Yolande Zauberman – Jocelyne Saab
Yolande Zauberman
Dès qu’elle a sa caméra à la main, elle devient invisible. Tout le monde peut la voir pourtant – ses cheveux roux sont flamboyants – mais c’est comme si elle ne tournait pas ou plutôt comme si les gens sentaient que filmer était son seul langage et que jamais ils ne seraient filmés avec cet amour-là, cet instinct-là – car c’est d’instinct à instinct que cela se passe. Je l’ai vue tourner à l’intérieur de l’ambassade d’Iran à Paris comme dans les rues de Bneï Brak sans que personne ne s’en inquiète. Ou alors à retardement. Elle avance et parle le yiddish avec les ashkénazes, le maharati avec les Indiens, le russe avec les Russes, et leur ouvre le cœur.
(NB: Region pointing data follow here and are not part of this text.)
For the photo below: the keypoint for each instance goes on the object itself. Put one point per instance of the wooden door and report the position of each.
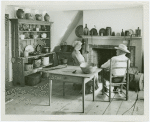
(6, 48)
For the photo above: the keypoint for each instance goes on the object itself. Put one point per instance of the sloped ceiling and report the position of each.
(75, 5)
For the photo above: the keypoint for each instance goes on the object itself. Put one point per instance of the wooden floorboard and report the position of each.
(127, 104)
(34, 100)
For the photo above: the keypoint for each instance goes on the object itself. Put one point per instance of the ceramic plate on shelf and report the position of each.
(29, 48)
(38, 48)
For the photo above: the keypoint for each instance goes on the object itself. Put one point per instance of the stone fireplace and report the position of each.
(98, 49)
(99, 54)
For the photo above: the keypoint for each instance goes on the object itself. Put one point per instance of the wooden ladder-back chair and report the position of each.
(124, 82)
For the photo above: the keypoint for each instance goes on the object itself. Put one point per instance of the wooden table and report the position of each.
(65, 75)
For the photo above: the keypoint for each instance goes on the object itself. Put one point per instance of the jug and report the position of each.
(46, 17)
(38, 17)
(28, 16)
(20, 13)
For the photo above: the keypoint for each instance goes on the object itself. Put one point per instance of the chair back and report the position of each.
(120, 66)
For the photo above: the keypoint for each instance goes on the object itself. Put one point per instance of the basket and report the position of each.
(88, 68)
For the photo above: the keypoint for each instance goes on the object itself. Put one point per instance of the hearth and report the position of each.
(99, 54)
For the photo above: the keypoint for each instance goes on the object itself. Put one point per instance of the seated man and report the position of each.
(120, 52)
(78, 59)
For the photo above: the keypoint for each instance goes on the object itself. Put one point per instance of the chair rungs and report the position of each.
(117, 83)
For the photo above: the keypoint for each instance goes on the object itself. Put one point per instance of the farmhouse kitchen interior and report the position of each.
(40, 37)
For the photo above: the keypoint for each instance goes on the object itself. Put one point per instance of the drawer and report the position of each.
(65, 78)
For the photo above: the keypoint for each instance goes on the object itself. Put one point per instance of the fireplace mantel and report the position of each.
(110, 37)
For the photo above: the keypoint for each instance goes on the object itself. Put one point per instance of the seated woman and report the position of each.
(78, 59)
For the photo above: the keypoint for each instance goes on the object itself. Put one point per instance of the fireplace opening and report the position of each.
(99, 54)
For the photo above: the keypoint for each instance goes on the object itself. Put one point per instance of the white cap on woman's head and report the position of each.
(77, 45)
(123, 48)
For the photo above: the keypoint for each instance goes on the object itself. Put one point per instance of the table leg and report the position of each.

Peut-être la perçoivent-elle comme une enfant, un être sans malice qui interroge du bleu de ses yeux pour vraiment savoir, une innocente. Elle dit qu’elle pose les questions qu’un bébé poserait s’il savait parler. C’est bien ce qu’elle est d’ailleurs : sans jugement ni calcul. Alors ils s’efforcent de lui répondre de même. Ils font de leur mieux, de tout leur cœur, de tout leur corps. Il leur arrive de lui parler comme ils n’avaient jamais parlé. Elle les y incite sans rien dire – par la joie de son sourire, l’intensité de sa présence, le souvenir de sa douleur. Mine de rien, elle réussit à tirer d’eux le meilleur d’eux-mêmes, et ils en sont les premiers ébahis. Cette sincérité à nue, librement consentie, proprement stupéfiante, porte son cinéma tout entier.
Jocelyne Saab
Elle avait des yeux de félin et un museau de pékinois comme si chien et chat se disputaient sa frimousse. Quelque chose d’aigu émanait de son visage, de son sourire tout en finesse marqué d’ironie à la commissure des lèvres. Derrière cette joliesse se cachait un caractère bien trempé et une ténacité à toute épreuve – et il en fallait à cette femme « pas plus haute que trois pommes » comme elle se décrivait elle-même, pour braver ses origines grandes-bourgeoises et sa famille bien pensante, laquelle s’est d’ailleurs cruellement vengée d’elle. Mais ça ne faisait rien – « Montagne, ce n’est pas cette brise qui va te bouger ! » dit une dicton libanais. Je me souviens des hauts cris qu’elle a poussés pour exiger ma libération immédiate le jour où une faction palestinienne m’avait arrêté par erreur pendant la guerre civile libanaise ; je me souviens d’un réveil avant l’aube pour aller contempler la mer déchaînée du côté de la Grotte aux pigeons à Beyrouth. Elle vivait elle-même comme si une tempête l’habitait. A bord du bateau qui emmenait loin du Liban Arafat en exil, je la revois caméra à l’épaule en train de demander au vieux chef palestinien… son signe astrologique. Je l’ai toujours connue courant partout et filmant comme si le temps allait forcément être trop court. Elle ne regardait pas la guerre mais ce qui se passait à côté, les enfants, les rues, la vie qui survit quand même. Je l’ai perdue de vue pendant des années, une décennie peut-être, puis j’ai lu par hasard qu’elle avait fait publier un livre d’images, ses images, le travail d’une vie, « Zones de guerre », et qu’une séance de signatures était organisée dans une librairie parisienne. Je l’ai retrouvée là, assise, visiblement amoindrie (j’ignorais totalement qu’elle était malade) mais très occupée à composer des dédicaces. Elle avait tenu jusque là. Elle signait lentement, avec application, et les clients faisaient la queue en attendant leur tour. Quand le mien est arrivé, c’est avec une émotion stupéfaite qu’elle m’a reconnu – comme si j’étais une apparition miraculeuse de dernière minute. Et quand je l’ai entourée de mes bras, elle m’a simplement dit : « Tu sais, le temps est fini. » La bataille entre chien et chat s’arrêtait là. Une quinzaine de jours plus tard, cette courageuse partait pour son dernier voyage.